“No one is dying due to lack of marriage registration,” said the Centre to Delhi HC on the urgency of same-sex marriage hearing.
Except maybe they are. Marriage gives partners the right to officially be listed as next of kin and make medical decisions on their spouse’s behalf. Amidst this pandemic, queer health is being blatantly de-prioritized (even as we struggle with systemic inefficacy) and for those of us who have been following this case with bated breath, it seems more than a tad bit intentional as well.
A recent study published in PLOS medicine pointed towards how social support has positive health outcomes for people with various ailments (including heart ailments, inflammatory diseases), increasing their possibility of survival by 20-29%. By denying us to commune with those whom we identify as our chosen families, the State effectively denies us access to health in more ways than one.
Which brings us to the protection of polycules, a conscious and consensual community of polyamorous people whose relationship stray far from the monogamous ideal that has been crafted and promoted by the State. What of their safety? Will legitimizing queer marriages also extend to legally recognizing such forms of communing?

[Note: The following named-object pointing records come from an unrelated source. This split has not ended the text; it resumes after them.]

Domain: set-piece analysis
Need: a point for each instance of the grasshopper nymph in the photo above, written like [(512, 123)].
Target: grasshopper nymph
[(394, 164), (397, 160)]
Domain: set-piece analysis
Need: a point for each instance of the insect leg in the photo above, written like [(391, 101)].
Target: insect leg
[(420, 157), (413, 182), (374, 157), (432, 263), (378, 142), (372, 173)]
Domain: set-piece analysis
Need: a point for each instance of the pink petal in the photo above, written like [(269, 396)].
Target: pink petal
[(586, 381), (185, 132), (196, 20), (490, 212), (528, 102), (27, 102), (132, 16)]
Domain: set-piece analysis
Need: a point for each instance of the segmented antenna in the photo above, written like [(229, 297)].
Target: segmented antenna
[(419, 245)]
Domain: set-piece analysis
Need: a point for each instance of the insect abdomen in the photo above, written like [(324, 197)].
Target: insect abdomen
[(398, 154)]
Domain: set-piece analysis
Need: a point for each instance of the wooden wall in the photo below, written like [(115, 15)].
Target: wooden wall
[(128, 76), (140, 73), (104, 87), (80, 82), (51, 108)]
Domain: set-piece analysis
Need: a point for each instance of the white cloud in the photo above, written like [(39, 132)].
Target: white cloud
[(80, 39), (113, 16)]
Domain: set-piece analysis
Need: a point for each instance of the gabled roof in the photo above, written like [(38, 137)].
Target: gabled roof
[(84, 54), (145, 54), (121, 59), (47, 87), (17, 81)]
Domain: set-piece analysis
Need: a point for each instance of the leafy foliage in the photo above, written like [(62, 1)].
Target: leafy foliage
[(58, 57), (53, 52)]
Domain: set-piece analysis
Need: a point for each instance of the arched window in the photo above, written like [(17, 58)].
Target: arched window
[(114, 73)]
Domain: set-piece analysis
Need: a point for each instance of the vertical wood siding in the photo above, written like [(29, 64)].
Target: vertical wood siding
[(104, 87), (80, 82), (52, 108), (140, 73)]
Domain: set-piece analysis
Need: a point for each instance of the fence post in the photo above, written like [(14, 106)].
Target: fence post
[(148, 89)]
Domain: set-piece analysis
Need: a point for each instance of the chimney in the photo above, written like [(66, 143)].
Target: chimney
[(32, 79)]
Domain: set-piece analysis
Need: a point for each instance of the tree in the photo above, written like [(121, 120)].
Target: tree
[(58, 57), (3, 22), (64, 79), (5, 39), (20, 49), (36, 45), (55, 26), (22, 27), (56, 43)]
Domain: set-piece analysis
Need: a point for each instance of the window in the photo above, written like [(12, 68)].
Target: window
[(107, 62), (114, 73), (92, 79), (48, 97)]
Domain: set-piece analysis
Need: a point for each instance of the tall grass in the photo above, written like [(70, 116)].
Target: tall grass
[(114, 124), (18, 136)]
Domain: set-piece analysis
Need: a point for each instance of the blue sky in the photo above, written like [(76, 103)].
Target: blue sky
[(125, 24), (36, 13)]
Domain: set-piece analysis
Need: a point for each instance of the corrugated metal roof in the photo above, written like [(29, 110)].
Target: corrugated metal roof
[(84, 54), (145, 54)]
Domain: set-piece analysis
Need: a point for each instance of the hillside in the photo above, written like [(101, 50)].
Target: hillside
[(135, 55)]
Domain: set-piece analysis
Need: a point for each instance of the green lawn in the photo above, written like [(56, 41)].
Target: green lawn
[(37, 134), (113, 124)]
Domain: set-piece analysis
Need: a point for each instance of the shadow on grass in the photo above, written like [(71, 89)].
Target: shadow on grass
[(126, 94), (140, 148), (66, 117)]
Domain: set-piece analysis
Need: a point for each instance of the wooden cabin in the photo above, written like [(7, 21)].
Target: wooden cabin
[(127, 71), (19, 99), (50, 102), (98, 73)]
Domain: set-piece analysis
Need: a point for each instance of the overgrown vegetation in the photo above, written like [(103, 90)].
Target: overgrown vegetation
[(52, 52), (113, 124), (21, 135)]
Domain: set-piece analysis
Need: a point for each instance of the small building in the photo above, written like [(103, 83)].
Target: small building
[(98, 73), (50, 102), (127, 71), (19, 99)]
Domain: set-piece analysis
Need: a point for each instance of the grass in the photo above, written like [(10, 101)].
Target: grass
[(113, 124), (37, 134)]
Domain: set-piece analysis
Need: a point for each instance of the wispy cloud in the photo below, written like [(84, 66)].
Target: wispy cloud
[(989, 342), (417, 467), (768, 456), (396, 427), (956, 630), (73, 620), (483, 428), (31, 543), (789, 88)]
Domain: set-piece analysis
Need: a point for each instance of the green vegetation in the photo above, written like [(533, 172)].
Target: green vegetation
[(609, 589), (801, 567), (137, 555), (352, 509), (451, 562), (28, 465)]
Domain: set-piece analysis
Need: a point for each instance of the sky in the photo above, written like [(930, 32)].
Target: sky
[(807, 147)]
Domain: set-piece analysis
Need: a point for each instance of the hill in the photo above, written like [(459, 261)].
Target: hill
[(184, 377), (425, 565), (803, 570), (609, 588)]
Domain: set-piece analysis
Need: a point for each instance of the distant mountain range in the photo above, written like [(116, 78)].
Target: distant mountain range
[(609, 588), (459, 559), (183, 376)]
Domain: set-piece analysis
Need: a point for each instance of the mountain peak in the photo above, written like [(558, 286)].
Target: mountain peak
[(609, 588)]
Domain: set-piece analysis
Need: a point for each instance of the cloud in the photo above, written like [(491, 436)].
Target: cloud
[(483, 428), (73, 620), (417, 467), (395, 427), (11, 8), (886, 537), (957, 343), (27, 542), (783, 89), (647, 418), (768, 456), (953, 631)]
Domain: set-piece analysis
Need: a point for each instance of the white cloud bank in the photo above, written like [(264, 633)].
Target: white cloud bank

The hearing at Delhi HC has now been adjourned to July 6, 2021.
A few days ago, queer relationships were dealt with yet another blow when distinct benches at the Punjab and Haryana High Court passed contradictory verdicts on offering people in live-in relationships protection as it would disturb the ‘entire social fabric of the society’. The justification given by the Haryana State Counsel was that although it is not prohibited by law, it is frowned upon by society…and therefore any anticipated violence from such a society can be allowed to happen?
Going forward the P&H HC has requested the intervention of a larger bench to enquire into whether such couples have the right to protection and the grounds on which the judiciary may decline such requests.
For years, the mainstream media has spun narratives about how Khap Panchayats in rural India were the ones that sanctioned honour killings and other forms of harm upon those who entered relationships that went against the norm of the society.
Today, we are confronted by a Centre that refuses to give us the blessings to enter consensual marital contracts and States that refuse to offer us protection when we fail to solemnise our relationships through marriage. The relationships that fall through these cracks are queer, inter-caste, and inter-faith (which makes one wonder whether the queerness umbrella can be extended in the Indian context to include such unions).
We feel stifled in our ability to imagine safe, joyful queer futures as they hang in the balance, in the hope that the agents of a cis-het-Brahm system will sympathize with our cause and do us a favour by allowing us to live our collective lives consensually and in mutual communing.